The Editor’s Corner

By Eoin Meegan

When elections followed the lifting of Apartheid in South Africa in 1994 after 44 years of white minority rule there were queues a mile long in many rural parts of the country, with people waiting for over 12 hours to cast their vote. Similarly, here in Dublin in 2022, Brazilians who had an overseas vote queued for over two hours in North Great George’s Street in order to unseat the right-wing Covid denier Jair Bolsonaro. 

This demonstrates when something is denied to us its importance, its necessity even, becomes an indispensable factor in our lives; its absence an invisible wound. Of course, as soon as the coveted prize is won all too quickly it’s taken for granted. Sadly, today too many people don’t exercise their vote; cynicism, it would seem, has replaced Covid as the latest pandemic to sweep the world. All too often we hear people say “what is the point of voting, nothing ever changes,” or “they’re all the same.” Actually, no, they’re not! Democracy is a very fragile flower as events in the world today all too plainly show. From its first appearance in fifth century Athens, democracy has been the only system that at its heart ensures ordinary people hold the rudder of their own destiny. 

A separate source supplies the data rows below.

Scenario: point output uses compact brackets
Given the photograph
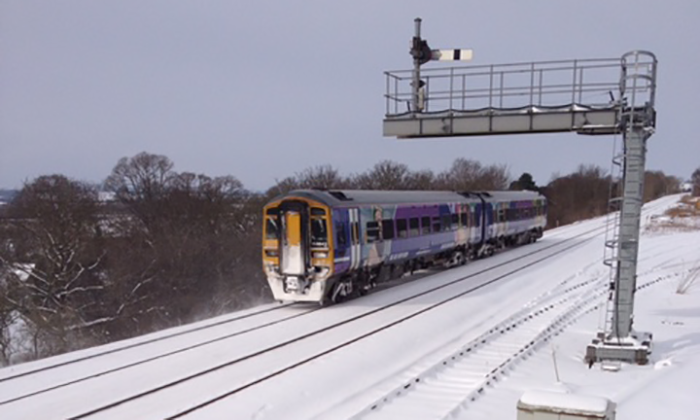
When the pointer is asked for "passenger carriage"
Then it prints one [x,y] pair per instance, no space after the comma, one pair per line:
[324,246]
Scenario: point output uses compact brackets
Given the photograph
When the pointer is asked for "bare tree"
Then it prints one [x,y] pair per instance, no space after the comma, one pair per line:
[695,179]
[385,175]
[580,195]
[55,243]
[466,175]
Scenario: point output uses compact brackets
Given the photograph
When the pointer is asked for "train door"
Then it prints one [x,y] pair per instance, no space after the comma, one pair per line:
[355,250]
[342,244]
[294,217]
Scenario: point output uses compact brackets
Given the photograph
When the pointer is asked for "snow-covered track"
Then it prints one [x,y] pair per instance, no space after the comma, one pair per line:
[19,371]
[137,356]
[446,388]
[345,341]
[439,390]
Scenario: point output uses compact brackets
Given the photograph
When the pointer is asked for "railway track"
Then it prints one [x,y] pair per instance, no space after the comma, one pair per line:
[446,388]
[109,407]
[291,354]
[18,371]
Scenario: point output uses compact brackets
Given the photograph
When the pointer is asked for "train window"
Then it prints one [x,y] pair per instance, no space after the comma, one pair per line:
[372,232]
[388,229]
[401,228]
[436,224]
[341,234]
[271,230]
[446,223]
[319,233]
[425,225]
[413,225]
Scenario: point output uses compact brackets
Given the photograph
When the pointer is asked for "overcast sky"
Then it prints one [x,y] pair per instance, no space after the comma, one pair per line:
[264,89]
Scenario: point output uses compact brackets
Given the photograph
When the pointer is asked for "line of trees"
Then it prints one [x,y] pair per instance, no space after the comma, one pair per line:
[695,180]
[173,247]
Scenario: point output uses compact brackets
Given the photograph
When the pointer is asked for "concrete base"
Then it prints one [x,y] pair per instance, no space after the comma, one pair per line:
[635,348]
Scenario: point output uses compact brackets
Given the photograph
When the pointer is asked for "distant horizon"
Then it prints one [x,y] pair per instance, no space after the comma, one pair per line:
[264,91]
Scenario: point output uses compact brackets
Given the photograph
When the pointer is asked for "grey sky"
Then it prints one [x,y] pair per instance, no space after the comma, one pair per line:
[262,89]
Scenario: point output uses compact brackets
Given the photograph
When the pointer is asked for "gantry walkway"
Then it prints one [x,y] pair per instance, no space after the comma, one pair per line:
[582,96]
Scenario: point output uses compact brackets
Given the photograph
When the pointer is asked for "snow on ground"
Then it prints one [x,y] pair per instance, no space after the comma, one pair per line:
[342,383]
[666,388]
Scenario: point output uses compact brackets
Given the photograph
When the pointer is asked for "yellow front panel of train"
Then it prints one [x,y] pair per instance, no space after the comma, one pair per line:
[293,222]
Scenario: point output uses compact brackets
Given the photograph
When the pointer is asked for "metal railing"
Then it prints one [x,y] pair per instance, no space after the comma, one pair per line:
[591,82]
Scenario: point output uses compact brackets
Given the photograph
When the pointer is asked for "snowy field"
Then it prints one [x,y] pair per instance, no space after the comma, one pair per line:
[462,343]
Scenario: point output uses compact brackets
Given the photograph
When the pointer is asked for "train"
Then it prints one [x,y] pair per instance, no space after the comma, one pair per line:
[326,246]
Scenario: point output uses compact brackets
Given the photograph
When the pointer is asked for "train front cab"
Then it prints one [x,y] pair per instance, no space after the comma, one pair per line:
[297,249]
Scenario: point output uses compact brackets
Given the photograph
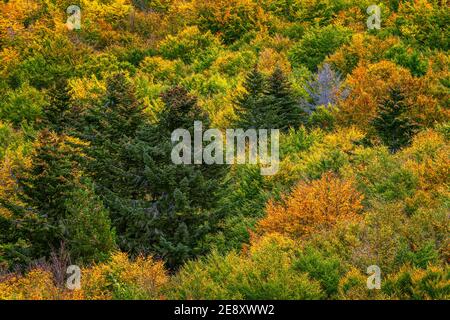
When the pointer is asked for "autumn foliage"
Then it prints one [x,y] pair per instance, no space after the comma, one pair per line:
[313,207]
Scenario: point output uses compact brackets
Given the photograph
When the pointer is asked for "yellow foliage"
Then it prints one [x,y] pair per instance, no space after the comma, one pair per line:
[269,60]
[9,168]
[370,85]
[97,282]
[144,273]
[313,207]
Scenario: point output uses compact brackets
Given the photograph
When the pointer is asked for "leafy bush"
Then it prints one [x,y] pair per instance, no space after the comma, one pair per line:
[316,45]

On June the 7th we will be asked to vote in the local elections as well as to elect MEPs to send to the European Parliament. Both are important exercises in democracy. Local government is the real engine of change, grounded as it is in community, answering the immediate needs of its citizens. Unfortunately local government here has been hamstrung for far too long by the central power. The government needs to give back power to local authorities. A revitalised form of local government in Ireland, properly funded by the State, with real teeth around issues such as housing and planning, water and waste, along with a directly elected Mayor, replacing the current, private leaning, executive directed system could be transformative, and make a seismic difference in the lives of ordinary people. It is no accident that the first democracy was indeed a city state. 

Equally what happens in the European elections is crucial for Ireland’s future. Sometimes what goes on in Brussels and Strasbourg can seem remote and irrelevant, be it endless protracted squabbles about turf cutting or milk quotas which seem removed from our day-to-day lives. However, on a recent fact-finding mission to Brussels I learned that behind all the red tape that seems to define the European Union a great amount of important work goes on both in the Parliament and the Commission. Make no mistake over the next five years decisions will be made there, and legislation passed that will directly affect all our lives. So it is of the utmost importance that we take part in that decision making process, and send candidates of a high calibre who will look after your interests and serve you and your community, not Big Money. Because, as the European Commission rightly reminds us, if you do not make that decision then someone else will make it for you!  Every vote matters on June 7th  and that includes yours. Make sure your voice is heard.